The demon blinks at me, and it looks less horrifying and more unimaginably weary. Its eyes are set far back on either side of its head, like a rabbit’s. Which, according to biology, hints that this isn’t a predatory species. Unlike humans. I want to set it free. Which surprises me, because I’d almost gotten used to my instincts to punch first, ask questions later. Either my Slayerness is broken or this demon is so pathetic even a Chosen One can’t feel like it deserves any more pain.

Leo moves on, but I pause again in front of a pale demon, humanoid in form but with no mouth. It stares at me with mournful eyes. Across the aisle is an identical demon. It lifts its hand, reaching out to me. It needs my help. I lift my own hand, and—

“Wouldn’t touch them,” says a cheerful voice that I last heard announcing odds on my death. “Unless you fancy telepathy so powerful you’ll go mad within two days. Good in small doses, though, innit?
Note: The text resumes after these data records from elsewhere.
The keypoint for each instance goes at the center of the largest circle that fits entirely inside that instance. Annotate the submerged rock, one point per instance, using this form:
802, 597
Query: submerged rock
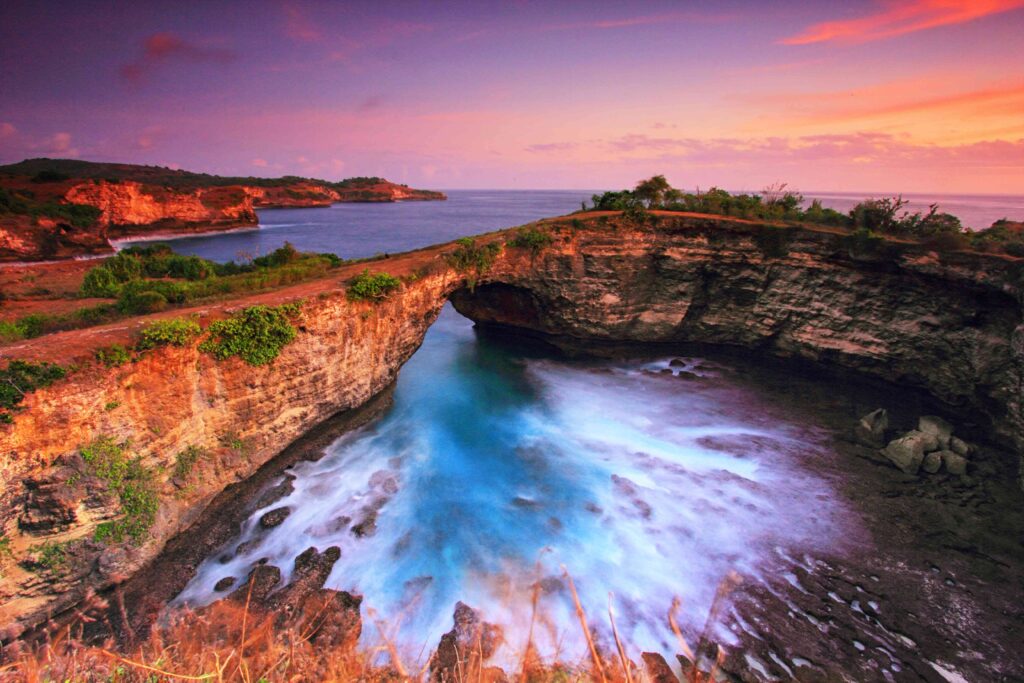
870, 430
224, 584
274, 517
463, 650
942, 430
960, 446
954, 464
907, 452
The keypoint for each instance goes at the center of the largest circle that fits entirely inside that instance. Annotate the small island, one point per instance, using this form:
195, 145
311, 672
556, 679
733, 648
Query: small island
62, 208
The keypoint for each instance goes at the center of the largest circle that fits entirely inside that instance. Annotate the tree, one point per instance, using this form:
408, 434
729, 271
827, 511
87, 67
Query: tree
652, 190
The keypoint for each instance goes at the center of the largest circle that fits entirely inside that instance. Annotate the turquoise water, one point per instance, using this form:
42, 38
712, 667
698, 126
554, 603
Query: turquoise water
498, 466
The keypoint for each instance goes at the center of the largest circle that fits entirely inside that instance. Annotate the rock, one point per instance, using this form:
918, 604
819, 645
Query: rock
931, 424
274, 517
960, 446
463, 650
224, 584
870, 430
954, 464
907, 452
657, 668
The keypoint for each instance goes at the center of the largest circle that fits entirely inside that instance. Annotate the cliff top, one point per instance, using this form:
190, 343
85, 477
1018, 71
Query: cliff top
57, 170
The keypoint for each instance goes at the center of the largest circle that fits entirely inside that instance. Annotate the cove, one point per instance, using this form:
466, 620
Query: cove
500, 464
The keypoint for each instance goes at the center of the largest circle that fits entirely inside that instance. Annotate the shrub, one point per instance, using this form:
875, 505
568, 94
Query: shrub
51, 556
256, 334
532, 239
470, 257
372, 287
113, 355
133, 483
174, 332
185, 461
20, 378
100, 282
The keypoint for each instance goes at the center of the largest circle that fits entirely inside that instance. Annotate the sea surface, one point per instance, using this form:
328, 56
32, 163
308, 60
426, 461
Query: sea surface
502, 468
355, 230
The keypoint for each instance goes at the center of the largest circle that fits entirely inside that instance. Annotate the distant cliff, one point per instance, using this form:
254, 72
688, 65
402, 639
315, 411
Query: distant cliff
52, 209
950, 324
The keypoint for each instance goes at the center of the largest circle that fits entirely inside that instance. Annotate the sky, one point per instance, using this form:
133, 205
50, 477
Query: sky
856, 95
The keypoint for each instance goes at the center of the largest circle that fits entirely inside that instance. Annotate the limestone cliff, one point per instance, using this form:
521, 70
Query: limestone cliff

Provided you also purchase the antidote.” The man—Sean, I assume—is in another sleek, expensive-looking suit, his hair pulled back into a ponytail.

He waggles a radio at us. “Security’s on hold, but I’d rather not call them. I suppose you two are the source of my cleanup on aisle four?”

“Surprise?” I’m glad he isn’t armed.

“Not really. I’ve been expecting you after your performance the other night. Is Cosmina here too?”

“Nooo.” I draw the word out, watching him. There’s no indication he knows she’s dead, but that doesn’t mean he wasn’t behind it. He could have a great poker face beneath his excellent exfoliation and artful stubble.